John Ellis Bush, better known as Jeb, George W Bush’s cleverer brother, appears to be running for president. I say “appears” because he has not said so in plain English. But he is beginning to grow the unmistakable plumage of a candidate.
A book is the traditional non-announcement announcement of White House aspirations and he’s just published Immigration Wars: Forging an American Solution. It’s a truth universally acknowledged that a politician in possession of a publishing contract wants more than literary glory. Ever since JFK won a Pulitzer Prize in 1957 for Profiles in Courage, most candidates have introduced themselves to the nation, or reminded the nation of their existence, via hardback. Even vice-president Joe Biden, Texas governor Rick Perry and pizza mogul Herman Cain have hunkered down with a ghostwriter and produced something with which to score free media attention.
Immigration Wars is a substantive and thoughtful look at American immigration. But that doesn’t matter. It allows Jeb Bush to put himself out there, reminding the nation of his existence. He appeared on all five of the major political TV programmes: NBC’s Meet the Press, CNN’s State of the Union, Fox News Sunday, ABC’s This Week with George Stephanopoulos, and CBS’s Face the Nation—on the same Sunday. This is known as the “full Ginsburg,” named after Monica Lewinsky’s lawyer William Ginsburg, thought to be the first person to pull off such a media coup. On every show, Bush insisted he was not running for president—sort of. As he said on CNN: “I’ve decided to defer any consideration of it until the proper time to make those kind of considerations, which is out more than a year from now, for sure.”

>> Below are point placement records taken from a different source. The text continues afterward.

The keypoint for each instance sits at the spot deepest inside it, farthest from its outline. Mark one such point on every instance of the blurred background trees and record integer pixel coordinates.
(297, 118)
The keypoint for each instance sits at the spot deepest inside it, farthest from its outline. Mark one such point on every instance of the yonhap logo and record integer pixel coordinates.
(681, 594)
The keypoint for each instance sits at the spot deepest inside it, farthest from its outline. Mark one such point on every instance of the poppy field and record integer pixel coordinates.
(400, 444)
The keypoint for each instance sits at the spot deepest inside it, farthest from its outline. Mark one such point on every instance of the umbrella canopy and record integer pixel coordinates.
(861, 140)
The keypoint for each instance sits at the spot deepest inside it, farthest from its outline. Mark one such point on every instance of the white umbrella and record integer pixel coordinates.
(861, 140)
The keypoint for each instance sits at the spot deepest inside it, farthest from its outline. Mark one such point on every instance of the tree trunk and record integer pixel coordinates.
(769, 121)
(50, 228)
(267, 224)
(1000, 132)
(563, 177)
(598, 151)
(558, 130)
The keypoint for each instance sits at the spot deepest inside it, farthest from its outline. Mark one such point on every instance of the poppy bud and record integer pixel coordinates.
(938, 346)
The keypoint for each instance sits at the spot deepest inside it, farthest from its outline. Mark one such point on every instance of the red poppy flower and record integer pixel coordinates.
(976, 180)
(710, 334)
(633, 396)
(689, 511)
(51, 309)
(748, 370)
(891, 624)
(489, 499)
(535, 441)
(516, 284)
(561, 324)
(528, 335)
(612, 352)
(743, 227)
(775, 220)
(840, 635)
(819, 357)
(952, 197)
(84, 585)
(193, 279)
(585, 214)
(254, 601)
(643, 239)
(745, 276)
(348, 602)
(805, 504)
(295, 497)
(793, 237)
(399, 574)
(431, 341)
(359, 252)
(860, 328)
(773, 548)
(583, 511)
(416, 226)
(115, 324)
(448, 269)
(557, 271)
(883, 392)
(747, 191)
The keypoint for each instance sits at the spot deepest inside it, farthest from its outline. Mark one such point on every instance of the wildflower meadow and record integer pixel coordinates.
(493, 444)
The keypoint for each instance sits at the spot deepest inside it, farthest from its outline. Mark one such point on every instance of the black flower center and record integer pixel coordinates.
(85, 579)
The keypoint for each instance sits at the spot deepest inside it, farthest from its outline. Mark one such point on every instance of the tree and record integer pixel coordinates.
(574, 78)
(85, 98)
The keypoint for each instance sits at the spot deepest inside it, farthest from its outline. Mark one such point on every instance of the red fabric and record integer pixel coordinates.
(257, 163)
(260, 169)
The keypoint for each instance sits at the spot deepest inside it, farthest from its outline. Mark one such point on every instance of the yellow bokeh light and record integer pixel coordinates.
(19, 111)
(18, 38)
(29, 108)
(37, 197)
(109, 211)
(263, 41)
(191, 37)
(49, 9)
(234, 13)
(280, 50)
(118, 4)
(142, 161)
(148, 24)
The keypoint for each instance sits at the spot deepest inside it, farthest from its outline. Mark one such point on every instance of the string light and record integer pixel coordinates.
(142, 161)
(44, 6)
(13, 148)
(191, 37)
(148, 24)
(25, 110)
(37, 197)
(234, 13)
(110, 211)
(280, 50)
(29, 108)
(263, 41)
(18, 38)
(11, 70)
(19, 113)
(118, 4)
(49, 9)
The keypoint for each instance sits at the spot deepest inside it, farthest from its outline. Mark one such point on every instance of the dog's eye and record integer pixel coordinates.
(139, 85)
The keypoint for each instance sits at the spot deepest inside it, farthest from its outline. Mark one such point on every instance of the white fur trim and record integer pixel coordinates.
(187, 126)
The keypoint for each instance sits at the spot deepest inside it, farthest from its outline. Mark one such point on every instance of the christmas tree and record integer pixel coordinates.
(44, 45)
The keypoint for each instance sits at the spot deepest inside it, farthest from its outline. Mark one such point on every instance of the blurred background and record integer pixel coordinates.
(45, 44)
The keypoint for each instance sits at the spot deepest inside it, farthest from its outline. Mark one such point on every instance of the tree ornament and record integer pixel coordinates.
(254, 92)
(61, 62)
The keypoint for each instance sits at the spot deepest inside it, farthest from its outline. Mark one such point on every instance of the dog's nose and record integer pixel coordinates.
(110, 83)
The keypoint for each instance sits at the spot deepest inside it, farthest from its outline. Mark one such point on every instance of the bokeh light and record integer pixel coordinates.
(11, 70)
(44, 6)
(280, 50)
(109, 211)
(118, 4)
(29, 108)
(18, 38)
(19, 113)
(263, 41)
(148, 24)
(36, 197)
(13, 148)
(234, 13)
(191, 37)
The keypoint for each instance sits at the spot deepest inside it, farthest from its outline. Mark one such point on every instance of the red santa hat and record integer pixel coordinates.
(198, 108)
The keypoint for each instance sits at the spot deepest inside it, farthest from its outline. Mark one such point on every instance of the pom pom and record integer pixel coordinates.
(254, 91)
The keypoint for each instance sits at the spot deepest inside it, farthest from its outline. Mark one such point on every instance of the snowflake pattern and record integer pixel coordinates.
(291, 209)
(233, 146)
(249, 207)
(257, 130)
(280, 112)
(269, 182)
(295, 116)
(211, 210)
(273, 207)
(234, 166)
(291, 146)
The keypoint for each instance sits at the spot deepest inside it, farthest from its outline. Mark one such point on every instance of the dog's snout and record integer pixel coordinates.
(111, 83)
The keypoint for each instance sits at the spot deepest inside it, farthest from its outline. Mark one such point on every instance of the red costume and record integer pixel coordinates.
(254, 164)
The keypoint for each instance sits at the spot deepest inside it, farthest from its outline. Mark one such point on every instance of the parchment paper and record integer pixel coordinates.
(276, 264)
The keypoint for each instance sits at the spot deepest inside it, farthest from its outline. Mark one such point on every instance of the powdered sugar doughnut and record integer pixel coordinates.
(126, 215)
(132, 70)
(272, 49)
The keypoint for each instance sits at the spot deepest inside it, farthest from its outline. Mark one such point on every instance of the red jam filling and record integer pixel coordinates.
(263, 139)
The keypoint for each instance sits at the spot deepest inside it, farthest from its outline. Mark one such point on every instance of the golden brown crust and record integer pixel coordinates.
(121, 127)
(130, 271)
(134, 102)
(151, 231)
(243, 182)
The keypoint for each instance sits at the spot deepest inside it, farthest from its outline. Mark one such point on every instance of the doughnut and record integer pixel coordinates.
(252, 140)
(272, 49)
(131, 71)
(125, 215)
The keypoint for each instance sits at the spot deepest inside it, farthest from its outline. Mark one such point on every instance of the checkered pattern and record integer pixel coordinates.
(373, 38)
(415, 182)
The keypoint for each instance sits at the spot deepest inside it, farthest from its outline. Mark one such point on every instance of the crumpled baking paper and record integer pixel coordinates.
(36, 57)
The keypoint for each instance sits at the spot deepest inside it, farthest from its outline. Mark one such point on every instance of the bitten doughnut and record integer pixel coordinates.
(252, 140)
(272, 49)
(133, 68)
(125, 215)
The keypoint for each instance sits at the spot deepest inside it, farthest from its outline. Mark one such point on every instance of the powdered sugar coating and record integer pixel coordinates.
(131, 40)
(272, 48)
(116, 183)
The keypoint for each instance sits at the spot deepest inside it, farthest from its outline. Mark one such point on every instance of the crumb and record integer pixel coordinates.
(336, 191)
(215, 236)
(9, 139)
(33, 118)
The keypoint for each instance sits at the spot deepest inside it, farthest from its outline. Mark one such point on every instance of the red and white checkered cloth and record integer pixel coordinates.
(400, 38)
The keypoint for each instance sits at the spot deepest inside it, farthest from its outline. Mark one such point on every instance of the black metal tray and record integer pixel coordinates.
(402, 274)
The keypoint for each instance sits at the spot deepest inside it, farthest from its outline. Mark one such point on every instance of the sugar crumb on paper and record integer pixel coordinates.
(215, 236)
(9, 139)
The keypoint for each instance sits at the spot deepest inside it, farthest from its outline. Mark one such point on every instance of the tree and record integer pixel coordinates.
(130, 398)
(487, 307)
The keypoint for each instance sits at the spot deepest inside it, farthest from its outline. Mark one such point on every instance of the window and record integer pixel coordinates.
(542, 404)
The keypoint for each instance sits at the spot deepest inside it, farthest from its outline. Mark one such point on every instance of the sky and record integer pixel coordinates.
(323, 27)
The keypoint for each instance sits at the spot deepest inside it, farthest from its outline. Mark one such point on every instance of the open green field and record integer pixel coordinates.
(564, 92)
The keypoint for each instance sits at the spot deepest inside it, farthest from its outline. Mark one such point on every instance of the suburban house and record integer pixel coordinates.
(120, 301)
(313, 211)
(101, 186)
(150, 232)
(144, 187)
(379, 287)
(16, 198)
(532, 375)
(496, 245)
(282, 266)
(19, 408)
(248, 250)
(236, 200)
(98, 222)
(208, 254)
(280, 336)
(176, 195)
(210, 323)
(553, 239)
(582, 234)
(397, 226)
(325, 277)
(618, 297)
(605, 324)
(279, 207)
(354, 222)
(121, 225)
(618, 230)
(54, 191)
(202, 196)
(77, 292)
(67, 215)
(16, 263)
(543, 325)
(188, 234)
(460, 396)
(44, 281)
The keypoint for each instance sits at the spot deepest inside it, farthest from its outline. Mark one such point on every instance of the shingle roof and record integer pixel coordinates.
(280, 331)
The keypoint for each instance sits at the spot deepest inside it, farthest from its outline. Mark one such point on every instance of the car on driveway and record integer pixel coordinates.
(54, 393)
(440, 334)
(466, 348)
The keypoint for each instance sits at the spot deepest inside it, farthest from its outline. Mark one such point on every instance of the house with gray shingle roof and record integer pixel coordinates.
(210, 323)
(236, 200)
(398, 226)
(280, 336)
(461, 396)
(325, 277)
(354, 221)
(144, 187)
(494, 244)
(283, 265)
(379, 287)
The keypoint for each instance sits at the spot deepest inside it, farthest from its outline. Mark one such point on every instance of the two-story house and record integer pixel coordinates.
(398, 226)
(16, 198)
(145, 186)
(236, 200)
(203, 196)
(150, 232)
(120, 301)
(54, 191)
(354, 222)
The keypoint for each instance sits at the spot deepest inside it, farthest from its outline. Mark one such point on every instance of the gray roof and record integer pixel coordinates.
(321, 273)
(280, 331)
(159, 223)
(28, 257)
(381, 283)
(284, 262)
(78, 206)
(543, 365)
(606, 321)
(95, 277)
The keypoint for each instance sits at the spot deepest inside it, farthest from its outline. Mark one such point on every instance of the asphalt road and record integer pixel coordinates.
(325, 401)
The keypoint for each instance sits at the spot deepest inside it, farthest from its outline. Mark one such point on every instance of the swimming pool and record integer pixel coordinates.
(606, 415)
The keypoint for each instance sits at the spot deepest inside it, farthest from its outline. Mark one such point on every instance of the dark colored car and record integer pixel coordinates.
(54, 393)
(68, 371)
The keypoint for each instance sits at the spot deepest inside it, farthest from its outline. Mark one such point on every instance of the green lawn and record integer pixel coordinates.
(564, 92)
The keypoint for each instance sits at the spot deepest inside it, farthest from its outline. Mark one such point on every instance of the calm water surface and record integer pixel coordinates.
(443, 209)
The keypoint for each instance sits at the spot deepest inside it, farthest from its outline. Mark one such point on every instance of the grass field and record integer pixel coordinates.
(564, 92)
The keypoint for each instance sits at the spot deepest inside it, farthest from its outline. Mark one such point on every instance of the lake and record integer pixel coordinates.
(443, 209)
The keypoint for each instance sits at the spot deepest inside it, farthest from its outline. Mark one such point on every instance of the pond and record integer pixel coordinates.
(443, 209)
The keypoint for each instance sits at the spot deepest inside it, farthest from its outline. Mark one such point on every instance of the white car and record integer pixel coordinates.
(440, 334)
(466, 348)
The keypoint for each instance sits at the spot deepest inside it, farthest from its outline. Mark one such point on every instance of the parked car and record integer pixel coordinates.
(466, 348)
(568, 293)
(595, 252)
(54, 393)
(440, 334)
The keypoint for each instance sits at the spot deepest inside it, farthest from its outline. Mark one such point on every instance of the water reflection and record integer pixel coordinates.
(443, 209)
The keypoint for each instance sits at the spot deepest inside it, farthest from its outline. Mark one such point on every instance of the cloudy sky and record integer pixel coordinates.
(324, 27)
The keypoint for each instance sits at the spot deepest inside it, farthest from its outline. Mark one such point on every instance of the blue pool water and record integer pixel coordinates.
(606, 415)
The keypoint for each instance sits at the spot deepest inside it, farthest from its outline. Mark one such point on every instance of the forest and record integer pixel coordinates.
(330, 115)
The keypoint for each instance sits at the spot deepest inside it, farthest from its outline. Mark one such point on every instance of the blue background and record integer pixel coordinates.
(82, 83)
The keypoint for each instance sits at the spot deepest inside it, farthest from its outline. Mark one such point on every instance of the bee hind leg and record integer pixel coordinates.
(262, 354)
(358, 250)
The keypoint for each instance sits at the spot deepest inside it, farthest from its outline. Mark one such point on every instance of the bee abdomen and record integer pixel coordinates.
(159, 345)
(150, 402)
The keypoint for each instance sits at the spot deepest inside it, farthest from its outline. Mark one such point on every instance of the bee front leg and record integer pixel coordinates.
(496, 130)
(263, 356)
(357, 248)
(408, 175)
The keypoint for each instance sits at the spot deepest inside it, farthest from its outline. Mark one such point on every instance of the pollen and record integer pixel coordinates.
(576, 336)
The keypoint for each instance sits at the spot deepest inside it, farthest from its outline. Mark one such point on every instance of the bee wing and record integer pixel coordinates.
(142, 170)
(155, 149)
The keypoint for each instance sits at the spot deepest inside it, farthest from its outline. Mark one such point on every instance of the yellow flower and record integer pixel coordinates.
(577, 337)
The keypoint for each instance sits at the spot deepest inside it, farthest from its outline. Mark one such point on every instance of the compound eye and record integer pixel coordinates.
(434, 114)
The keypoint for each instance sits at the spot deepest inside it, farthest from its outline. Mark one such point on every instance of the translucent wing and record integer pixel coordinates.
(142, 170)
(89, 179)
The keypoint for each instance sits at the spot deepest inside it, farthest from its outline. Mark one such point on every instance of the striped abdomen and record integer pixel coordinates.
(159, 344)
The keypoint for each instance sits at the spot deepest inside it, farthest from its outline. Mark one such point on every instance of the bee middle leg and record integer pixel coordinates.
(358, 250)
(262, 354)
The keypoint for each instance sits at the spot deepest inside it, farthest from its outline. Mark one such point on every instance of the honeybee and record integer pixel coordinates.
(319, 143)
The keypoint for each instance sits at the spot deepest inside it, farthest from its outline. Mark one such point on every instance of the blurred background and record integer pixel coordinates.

But it’s never too early to deal with his surname problem: “I don’t think there’s any Bush baggage at all,” he told Fox News. “I love my brother, I’m proud of his accomplishments. I love my dad, I’m proud to be a Bush.” Then there’s that other Floridian, the senator who also has an immigration plan and who is spoken of as a potential Republican star in 2016. On NBC, David Gregory asked, “Who’s the hottest Florida politician right now? Is it you or Marco Rubio?”
As speaker of the Florida House of Representatives, Rubio was Governor Bush’s protégé, implementor of his privatise-everything priorities; now he may become Bush’s rival. Even in the scrum of a Republican primary campaign,…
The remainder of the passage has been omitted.